Metadata-Version: 2.4
Name: syckpt
Version: 0.0.1
Summary: Git-like experiment tracking for deep learning with exact computational resumption
Home-page: https://github.com/sykchw/syckpt
Author: Sayak Chowdhury
Author-email: Sayak Chowdhury <sayak.iiitb@gmail.com>
License: MIT
Project-URL: Bug Reports, https://github.com/sykchw/syckpt/issues
Project-URL: Source, https://github.com/sykchw/syckpt
Classifier: Development Status :: 3 - Alpha
Classifier: Intended Audience :: Developers
Classifier: Intended Audience :: Science/Research
Classifier: License :: OSI Approved :: MIT License
Requires-Python: >=3.8
Description-Content-Type: text/markdown
Requires-Dist: torch>=2.0.0
Requires-Dist: numpy>=1.20.0
Requires-Dist: safetensors>=0.4.0
Requires-Dist: fsspec>=2023.0.0
Provides-Extra: dev
Requires-Dist: pytest>=7.0.0; extra == "dev"
Requires-Dist: pytest-cov>=4.0.0; extra == "dev"
Requires-Dist: black>=23.0.0; extra == "dev"
Requires-Dist: mypy>=1.0.0; extra == "dev"
Requires-Dist: twine>=4.0.0; extra == "dev"
Requires-Dist: build>=1.0.0; extra == "dev"
Dynamic: author
Dynamic: home-page
Dynamic: requires-python

# Syckpt v0.0.1

**Git-like experiment tracking for deep learning with exact computational resumption, zero-copy safetensors memory-mapping, and delta-compression.**

`syckpt` is a lightweight, local-first experiment version control system designed to perfectly reconstruct massive computational states—model weights, optimizer momentum, mixed-precision GradScalers, Random Number Generators, and Stateful DataLoaders—without perturbing the loss curve.

---

## How `syckpt` Works (The Architecture)

When training massive Deep Learning models, saving a full checkpoint at every epoch typically results in gigabytes of duplicated disk space and high latency. `syckpt` solves this by treating machine learning checkpoints like a Git repository.

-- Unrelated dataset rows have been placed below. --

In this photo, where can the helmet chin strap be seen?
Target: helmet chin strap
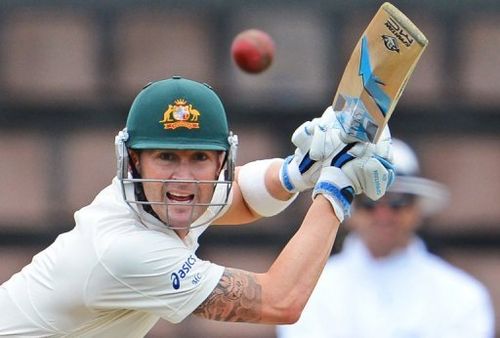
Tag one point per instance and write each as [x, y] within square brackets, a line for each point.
[139, 193]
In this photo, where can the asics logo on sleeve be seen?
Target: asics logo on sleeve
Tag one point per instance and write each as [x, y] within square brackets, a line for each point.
[178, 276]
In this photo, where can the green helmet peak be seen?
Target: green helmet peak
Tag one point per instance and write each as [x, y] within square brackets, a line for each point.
[177, 113]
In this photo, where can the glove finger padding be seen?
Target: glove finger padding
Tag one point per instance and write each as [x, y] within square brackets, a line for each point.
[299, 172]
[337, 188]
[370, 175]
[302, 136]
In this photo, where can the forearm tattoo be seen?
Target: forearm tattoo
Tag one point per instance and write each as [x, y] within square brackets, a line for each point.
[237, 298]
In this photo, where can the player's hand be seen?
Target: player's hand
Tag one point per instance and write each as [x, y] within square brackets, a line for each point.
[357, 168]
[315, 142]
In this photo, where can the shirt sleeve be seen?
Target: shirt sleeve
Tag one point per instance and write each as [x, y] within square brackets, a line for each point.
[151, 273]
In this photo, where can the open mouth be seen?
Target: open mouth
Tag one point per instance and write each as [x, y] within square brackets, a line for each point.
[180, 198]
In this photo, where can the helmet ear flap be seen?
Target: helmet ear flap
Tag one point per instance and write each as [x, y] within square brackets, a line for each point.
[122, 157]
[231, 157]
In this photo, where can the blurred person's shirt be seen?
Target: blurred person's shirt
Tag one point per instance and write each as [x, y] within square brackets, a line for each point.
[412, 293]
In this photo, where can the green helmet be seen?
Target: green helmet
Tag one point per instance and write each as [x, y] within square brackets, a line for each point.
[177, 113]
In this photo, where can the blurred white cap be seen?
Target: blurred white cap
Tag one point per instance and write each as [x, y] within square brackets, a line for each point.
[433, 196]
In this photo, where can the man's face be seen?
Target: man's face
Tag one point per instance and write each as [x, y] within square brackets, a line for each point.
[181, 197]
[387, 224]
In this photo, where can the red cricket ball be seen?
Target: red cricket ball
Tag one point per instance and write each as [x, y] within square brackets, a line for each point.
[253, 50]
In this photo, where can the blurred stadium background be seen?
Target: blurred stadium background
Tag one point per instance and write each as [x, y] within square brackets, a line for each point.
[70, 69]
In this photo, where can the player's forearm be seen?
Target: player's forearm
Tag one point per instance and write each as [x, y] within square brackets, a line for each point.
[287, 285]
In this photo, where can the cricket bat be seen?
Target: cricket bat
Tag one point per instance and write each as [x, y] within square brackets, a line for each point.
[377, 73]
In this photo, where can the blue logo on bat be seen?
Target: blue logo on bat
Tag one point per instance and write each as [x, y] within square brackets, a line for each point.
[371, 82]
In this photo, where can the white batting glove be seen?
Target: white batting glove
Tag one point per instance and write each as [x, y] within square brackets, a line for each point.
[357, 168]
[316, 141]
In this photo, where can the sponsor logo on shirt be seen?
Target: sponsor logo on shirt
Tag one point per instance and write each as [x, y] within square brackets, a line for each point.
[178, 276]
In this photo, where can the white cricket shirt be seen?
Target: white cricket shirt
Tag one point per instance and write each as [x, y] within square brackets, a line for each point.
[411, 294]
[110, 276]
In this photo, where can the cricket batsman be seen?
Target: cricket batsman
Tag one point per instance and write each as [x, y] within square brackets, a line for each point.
[131, 258]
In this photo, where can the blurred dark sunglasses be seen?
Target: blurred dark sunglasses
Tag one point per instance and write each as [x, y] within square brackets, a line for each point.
[392, 200]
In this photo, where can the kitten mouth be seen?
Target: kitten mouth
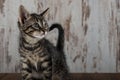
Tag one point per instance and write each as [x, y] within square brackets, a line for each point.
[40, 36]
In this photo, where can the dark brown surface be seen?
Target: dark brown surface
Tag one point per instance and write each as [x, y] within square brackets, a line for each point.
[76, 76]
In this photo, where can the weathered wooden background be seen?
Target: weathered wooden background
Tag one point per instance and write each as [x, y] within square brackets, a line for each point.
[92, 32]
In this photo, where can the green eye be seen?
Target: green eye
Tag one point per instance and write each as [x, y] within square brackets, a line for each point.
[36, 26]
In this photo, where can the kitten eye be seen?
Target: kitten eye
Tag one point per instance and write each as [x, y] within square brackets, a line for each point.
[36, 26]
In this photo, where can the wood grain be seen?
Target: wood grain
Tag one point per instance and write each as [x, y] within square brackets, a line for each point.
[92, 33]
[74, 76]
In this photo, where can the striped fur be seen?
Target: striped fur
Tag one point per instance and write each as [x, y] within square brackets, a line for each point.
[40, 60]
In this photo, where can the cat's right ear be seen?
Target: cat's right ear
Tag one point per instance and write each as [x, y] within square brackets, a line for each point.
[23, 14]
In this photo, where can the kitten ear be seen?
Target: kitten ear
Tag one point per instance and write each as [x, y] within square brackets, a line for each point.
[44, 12]
[23, 14]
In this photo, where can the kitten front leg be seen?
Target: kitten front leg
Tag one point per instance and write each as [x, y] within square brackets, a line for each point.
[26, 75]
[25, 69]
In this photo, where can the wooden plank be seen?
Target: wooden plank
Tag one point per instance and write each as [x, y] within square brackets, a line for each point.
[74, 76]
[91, 32]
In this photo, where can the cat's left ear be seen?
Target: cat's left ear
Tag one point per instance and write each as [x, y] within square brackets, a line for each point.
[23, 14]
[44, 13]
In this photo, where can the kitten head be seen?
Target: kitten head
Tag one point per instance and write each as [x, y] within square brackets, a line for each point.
[33, 25]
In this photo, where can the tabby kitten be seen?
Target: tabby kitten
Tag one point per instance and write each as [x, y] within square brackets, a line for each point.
[40, 60]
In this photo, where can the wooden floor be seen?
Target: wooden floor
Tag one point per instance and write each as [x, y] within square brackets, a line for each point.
[76, 76]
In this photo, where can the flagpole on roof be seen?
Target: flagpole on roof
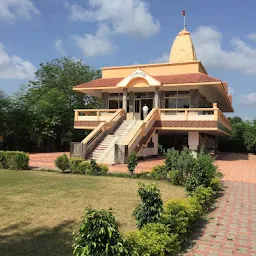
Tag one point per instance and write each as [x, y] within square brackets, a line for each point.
[184, 18]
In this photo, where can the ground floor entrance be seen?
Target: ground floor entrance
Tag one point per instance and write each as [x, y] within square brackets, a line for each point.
[139, 103]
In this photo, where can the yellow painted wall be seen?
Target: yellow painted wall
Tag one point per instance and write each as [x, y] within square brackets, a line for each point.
[154, 69]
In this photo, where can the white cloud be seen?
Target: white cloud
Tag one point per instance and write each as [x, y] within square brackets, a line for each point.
[249, 99]
[58, 45]
[12, 10]
[94, 45]
[130, 17]
[164, 58]
[14, 67]
[252, 36]
[231, 90]
[239, 57]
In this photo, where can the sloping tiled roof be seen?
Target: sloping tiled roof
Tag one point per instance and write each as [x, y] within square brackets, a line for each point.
[166, 79]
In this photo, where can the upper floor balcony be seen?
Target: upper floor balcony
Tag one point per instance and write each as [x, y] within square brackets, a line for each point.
[207, 120]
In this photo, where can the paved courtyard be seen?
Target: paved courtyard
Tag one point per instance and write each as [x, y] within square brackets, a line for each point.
[231, 228]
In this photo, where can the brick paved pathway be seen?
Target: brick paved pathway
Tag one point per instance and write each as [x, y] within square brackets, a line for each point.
[231, 227]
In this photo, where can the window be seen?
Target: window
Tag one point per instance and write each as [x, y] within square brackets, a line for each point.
[177, 99]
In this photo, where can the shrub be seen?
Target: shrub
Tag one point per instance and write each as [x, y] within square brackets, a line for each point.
[74, 164]
[151, 208]
[204, 170]
[83, 167]
[186, 162]
[191, 184]
[215, 184]
[62, 162]
[104, 169]
[171, 157]
[95, 169]
[177, 218]
[159, 172]
[132, 162]
[204, 196]
[154, 239]
[176, 177]
[98, 235]
[16, 160]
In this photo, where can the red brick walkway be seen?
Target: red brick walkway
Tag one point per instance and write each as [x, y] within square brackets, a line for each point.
[231, 227]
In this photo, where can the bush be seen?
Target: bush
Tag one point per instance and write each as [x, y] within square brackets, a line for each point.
[62, 162]
[180, 214]
[74, 164]
[132, 162]
[215, 184]
[98, 235]
[204, 170]
[159, 172]
[95, 169]
[204, 196]
[154, 239]
[171, 158]
[191, 184]
[151, 208]
[16, 160]
[177, 217]
[83, 167]
[176, 177]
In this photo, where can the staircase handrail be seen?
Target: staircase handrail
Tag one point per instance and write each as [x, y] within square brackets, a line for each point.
[102, 127]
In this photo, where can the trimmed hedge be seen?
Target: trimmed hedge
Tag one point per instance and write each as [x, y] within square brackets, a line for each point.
[154, 239]
[15, 160]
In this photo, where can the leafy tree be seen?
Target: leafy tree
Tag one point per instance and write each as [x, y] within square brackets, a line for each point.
[250, 136]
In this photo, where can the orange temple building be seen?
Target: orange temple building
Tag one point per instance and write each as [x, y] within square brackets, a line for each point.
[185, 108]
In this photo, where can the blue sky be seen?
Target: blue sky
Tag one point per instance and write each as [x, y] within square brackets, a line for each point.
[123, 32]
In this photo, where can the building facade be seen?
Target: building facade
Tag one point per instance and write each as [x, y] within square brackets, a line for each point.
[185, 108]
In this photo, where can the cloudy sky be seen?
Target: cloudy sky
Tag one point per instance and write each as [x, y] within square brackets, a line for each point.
[123, 32]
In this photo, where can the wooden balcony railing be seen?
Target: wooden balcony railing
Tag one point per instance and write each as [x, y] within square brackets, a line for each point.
[100, 115]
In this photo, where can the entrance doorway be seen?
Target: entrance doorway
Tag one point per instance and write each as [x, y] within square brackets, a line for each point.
[139, 103]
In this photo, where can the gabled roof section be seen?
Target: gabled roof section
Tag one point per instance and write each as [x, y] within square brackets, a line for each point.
[165, 79]
[139, 73]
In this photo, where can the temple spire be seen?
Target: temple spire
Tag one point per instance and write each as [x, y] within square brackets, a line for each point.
[184, 19]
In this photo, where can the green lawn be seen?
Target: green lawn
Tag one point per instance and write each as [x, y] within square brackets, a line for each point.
[40, 210]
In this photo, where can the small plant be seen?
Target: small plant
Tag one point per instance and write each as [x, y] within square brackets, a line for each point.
[98, 235]
[62, 162]
[15, 160]
[132, 162]
[159, 172]
[154, 239]
[74, 164]
[151, 208]
[176, 177]
[83, 167]
[171, 158]
[204, 196]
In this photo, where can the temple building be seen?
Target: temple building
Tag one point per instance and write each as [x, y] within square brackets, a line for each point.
[185, 108]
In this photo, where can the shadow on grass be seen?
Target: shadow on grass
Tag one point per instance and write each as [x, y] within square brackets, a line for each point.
[40, 241]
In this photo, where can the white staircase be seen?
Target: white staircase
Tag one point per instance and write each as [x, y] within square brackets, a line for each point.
[105, 151]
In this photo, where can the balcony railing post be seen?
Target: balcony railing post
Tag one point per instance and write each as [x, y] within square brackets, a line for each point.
[186, 115]
[76, 115]
[216, 111]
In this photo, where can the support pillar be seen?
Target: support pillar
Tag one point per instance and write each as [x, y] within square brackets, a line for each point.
[193, 141]
[156, 98]
[125, 100]
[105, 100]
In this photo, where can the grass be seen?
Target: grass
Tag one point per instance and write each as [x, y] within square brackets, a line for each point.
[40, 210]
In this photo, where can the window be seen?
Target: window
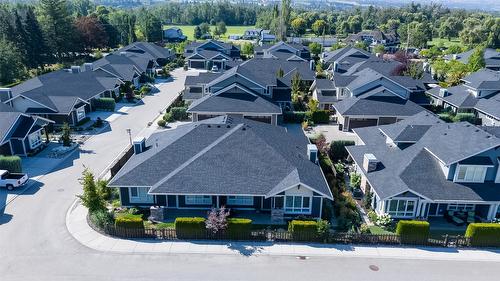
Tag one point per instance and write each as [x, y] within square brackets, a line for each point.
[140, 195]
[401, 208]
[80, 113]
[471, 173]
[198, 200]
[461, 207]
[35, 139]
[297, 204]
[240, 200]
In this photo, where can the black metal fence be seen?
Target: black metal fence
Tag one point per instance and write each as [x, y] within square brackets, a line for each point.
[286, 236]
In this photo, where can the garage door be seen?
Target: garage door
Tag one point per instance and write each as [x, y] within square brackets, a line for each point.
[198, 64]
[360, 123]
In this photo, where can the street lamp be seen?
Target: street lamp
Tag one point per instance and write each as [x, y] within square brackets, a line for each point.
[129, 132]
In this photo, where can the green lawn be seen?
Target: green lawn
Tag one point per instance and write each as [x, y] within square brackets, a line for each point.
[188, 30]
[445, 42]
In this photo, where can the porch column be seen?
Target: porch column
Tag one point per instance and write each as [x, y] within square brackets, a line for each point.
[492, 212]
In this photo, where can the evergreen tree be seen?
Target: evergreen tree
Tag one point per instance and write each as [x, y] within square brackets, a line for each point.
[57, 26]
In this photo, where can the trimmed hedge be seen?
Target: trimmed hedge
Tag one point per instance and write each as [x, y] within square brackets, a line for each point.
[238, 229]
[484, 234]
[190, 228]
[303, 230]
[105, 104]
[413, 232]
[294, 117]
[129, 221]
[11, 164]
[320, 116]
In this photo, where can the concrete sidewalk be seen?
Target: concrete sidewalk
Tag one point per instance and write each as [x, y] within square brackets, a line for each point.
[77, 225]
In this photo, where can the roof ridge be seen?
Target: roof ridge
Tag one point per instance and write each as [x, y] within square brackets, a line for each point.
[196, 156]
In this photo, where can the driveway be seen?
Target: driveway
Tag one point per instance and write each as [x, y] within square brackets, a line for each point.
[35, 243]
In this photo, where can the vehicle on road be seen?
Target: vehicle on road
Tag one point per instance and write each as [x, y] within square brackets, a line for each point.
[12, 180]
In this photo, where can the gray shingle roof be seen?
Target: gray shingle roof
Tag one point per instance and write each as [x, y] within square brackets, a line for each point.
[225, 155]
[416, 167]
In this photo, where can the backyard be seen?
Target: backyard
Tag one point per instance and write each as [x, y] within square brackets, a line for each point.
[188, 30]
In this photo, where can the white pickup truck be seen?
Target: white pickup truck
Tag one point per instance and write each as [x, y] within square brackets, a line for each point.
[12, 180]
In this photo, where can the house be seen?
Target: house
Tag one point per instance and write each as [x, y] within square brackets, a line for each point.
[491, 58]
[63, 95]
[479, 94]
[20, 134]
[174, 34]
[283, 50]
[206, 55]
[241, 164]
[372, 38]
[368, 98]
[267, 37]
[251, 89]
[252, 34]
[421, 168]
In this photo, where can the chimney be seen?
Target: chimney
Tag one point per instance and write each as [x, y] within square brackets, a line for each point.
[139, 145]
[443, 92]
[5, 94]
[370, 162]
[75, 69]
[312, 153]
[88, 66]
[335, 66]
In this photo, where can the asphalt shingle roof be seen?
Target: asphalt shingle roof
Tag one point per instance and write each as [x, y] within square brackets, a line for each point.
[225, 155]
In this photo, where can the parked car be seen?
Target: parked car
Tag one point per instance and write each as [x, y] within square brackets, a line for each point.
[12, 180]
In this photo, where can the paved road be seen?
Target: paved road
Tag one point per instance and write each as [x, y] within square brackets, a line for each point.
[35, 244]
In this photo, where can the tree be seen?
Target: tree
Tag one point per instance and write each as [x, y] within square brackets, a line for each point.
[11, 62]
[476, 59]
[220, 28]
[247, 49]
[91, 197]
[319, 27]
[92, 33]
[299, 26]
[66, 135]
[57, 26]
[197, 32]
[315, 48]
[217, 220]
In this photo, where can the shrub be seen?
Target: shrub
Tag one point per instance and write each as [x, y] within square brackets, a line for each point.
[179, 113]
[190, 228]
[320, 116]
[129, 221]
[238, 229]
[101, 219]
[484, 234]
[294, 117]
[303, 230]
[105, 104]
[162, 123]
[337, 149]
[167, 117]
[11, 163]
[413, 232]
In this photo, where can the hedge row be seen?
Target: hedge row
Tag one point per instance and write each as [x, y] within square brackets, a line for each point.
[105, 104]
[190, 228]
[238, 228]
[11, 164]
[413, 232]
[484, 234]
[129, 221]
[303, 230]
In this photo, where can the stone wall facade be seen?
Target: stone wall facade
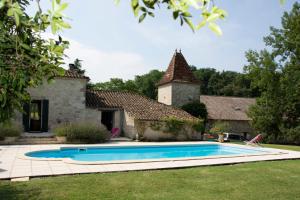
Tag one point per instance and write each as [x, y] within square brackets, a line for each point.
[128, 126]
[165, 94]
[178, 94]
[66, 100]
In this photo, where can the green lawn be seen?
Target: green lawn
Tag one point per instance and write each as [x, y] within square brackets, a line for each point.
[259, 180]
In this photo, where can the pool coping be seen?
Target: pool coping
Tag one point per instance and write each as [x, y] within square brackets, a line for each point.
[13, 166]
[77, 162]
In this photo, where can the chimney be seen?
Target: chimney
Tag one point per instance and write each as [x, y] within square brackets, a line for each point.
[72, 67]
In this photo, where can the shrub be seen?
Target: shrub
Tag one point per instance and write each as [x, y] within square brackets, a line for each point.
[10, 130]
[219, 127]
[197, 109]
[83, 132]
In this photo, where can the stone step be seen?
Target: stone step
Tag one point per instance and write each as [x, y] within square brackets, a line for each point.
[42, 140]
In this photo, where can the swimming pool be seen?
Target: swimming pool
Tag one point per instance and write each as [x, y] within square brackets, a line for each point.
[142, 153]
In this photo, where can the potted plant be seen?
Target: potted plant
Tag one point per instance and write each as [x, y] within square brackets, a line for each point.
[220, 128]
[61, 133]
[10, 132]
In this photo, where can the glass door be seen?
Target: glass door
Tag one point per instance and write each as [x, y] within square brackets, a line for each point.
[35, 116]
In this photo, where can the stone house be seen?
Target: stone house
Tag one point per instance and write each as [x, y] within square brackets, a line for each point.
[179, 86]
[232, 110]
[67, 99]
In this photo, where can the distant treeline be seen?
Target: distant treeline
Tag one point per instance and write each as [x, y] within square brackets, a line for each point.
[213, 82]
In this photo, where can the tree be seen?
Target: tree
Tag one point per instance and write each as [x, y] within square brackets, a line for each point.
[196, 109]
[142, 84]
[276, 73]
[25, 57]
[147, 83]
[78, 66]
[207, 10]
[116, 84]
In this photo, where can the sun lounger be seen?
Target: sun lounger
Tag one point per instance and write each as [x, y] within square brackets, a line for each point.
[255, 141]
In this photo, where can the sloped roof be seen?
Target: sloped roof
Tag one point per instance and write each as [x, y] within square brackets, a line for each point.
[227, 108]
[178, 71]
[73, 74]
[137, 106]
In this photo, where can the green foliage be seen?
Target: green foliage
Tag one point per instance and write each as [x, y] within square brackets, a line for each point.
[219, 127]
[225, 83]
[82, 132]
[181, 10]
[276, 73]
[143, 84]
[198, 126]
[146, 83]
[156, 125]
[10, 130]
[25, 58]
[173, 125]
[196, 109]
[78, 66]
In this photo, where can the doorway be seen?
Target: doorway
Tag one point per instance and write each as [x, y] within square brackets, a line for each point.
[35, 124]
[107, 119]
[35, 116]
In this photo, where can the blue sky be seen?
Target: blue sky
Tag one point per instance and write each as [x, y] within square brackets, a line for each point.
[112, 43]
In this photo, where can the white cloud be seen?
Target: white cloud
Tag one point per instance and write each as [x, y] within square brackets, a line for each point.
[101, 65]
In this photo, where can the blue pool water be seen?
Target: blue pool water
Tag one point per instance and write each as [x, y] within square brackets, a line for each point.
[142, 152]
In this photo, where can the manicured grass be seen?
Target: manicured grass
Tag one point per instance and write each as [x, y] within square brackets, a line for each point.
[277, 146]
[259, 180]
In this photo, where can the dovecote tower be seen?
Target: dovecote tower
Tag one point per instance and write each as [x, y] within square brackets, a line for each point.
[178, 86]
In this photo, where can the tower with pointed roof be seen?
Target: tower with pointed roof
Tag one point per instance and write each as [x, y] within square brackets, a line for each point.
[178, 86]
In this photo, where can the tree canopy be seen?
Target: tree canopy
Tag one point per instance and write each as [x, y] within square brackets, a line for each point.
[25, 57]
[276, 72]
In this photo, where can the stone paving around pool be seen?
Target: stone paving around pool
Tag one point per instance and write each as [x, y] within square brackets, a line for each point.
[13, 164]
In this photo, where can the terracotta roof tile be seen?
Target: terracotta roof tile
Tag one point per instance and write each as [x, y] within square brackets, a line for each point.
[74, 74]
[138, 106]
[227, 108]
[178, 71]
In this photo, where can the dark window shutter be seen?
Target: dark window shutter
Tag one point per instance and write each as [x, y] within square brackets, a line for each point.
[45, 113]
[26, 116]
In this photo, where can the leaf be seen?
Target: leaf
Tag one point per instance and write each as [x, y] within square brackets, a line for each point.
[175, 14]
[17, 18]
[117, 2]
[193, 3]
[215, 28]
[190, 23]
[213, 17]
[62, 7]
[282, 2]
[142, 17]
[201, 24]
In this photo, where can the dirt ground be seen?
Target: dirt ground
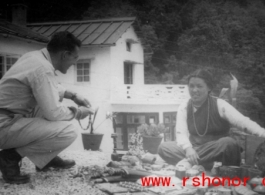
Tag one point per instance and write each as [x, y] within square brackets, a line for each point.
[58, 182]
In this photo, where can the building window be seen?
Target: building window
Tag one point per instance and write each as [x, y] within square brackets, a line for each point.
[170, 121]
[83, 71]
[6, 61]
[128, 73]
[128, 46]
[126, 124]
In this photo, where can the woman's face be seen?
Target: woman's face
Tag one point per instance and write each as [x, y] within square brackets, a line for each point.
[198, 89]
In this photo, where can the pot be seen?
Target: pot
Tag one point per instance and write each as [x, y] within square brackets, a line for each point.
[255, 181]
[260, 189]
[91, 141]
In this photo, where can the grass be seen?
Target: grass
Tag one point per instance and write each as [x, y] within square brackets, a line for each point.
[58, 182]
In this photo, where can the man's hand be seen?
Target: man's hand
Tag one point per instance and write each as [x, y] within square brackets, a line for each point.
[192, 156]
[83, 112]
[80, 100]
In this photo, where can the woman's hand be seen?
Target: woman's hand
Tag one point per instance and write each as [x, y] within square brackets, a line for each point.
[80, 100]
[192, 156]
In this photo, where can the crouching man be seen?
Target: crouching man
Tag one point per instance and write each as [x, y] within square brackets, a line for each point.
[33, 122]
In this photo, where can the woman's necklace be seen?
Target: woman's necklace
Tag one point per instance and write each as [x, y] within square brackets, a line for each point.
[207, 123]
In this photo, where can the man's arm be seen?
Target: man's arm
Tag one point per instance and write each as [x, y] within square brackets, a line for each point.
[182, 132]
[237, 119]
[46, 91]
[77, 98]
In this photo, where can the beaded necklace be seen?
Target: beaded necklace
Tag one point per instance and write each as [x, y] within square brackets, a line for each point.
[207, 123]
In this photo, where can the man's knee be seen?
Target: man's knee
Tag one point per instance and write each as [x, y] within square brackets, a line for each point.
[161, 148]
[70, 131]
[228, 142]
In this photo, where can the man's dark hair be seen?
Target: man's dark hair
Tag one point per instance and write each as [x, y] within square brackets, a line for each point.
[205, 75]
[63, 40]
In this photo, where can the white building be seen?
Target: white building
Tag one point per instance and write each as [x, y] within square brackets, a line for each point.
[110, 73]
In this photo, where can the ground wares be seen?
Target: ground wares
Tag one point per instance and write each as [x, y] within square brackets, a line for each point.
[230, 171]
[92, 141]
[151, 143]
[252, 172]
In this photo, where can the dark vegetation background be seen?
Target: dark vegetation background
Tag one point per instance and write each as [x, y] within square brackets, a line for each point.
[222, 35]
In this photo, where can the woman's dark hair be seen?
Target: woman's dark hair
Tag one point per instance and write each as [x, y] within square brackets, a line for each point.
[63, 40]
[205, 75]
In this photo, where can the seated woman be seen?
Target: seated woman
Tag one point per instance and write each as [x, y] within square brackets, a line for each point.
[202, 129]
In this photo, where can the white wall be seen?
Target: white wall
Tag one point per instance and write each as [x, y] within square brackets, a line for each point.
[12, 45]
[146, 108]
[119, 55]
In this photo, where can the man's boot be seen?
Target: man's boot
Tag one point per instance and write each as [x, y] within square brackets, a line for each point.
[9, 166]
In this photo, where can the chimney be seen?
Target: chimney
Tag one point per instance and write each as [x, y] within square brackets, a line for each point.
[19, 14]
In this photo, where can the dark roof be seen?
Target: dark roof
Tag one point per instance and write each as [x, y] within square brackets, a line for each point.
[90, 32]
[7, 28]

1. **Content-Addressable Storage (CAS) & Delta-Compression**:
   Instead of saving full 5GB `.pt` weight files at every step, `syckpt` finds the most mathematically similar historical checkpoint and computes the pure `float32` difference (`delta = current - base`). Because gradient steps are small, this delta is highly compressible. `syckpt` stores these deltas in a hidden `.syckpt/objects/` directory, saving up to 90% of disk space.

2. **Locality-Sensitive Hashing (LSH)**:
   To instantly find the "most similar" historical checkpoint, `syckpt` uses LSH to hash your hyperparameters (like learning rate, batch size, and seed). Similar hyperparameters mathematically collide to produce identical hash prefixes, allowing the system to rapidly query the Git-tree.

3. **Zero-Copy memory mapping via Safetensors**:
   `syckpt` bypasses Python's insecure and memory-heavy `pickle` module. It uses Rust-backed `safetensors` to memory-map the delta-blobs directly from your SSD into the GPU's VRAM ("Zero-Copy"), completely eliminating CPU RAM Out-Of-Memory (OOM) errors during loading.

4. **Exact Mathematical Resumption**:
   Standard PyTorch training loops suffer from "resumption spikes" in the loss curve because the DataLoader indices and Random Number Generators (RNG) get reset. `syckpt` intercepts PyTorch, CUDA, and Numpy generators, as well as preserving the internal `RandomSampler` permutations of your DataLoaders. When you resume, it is mathematically identical to if the process was never interrupted.

## Installation

We utilize the Rust-accelerated `uv` package manager.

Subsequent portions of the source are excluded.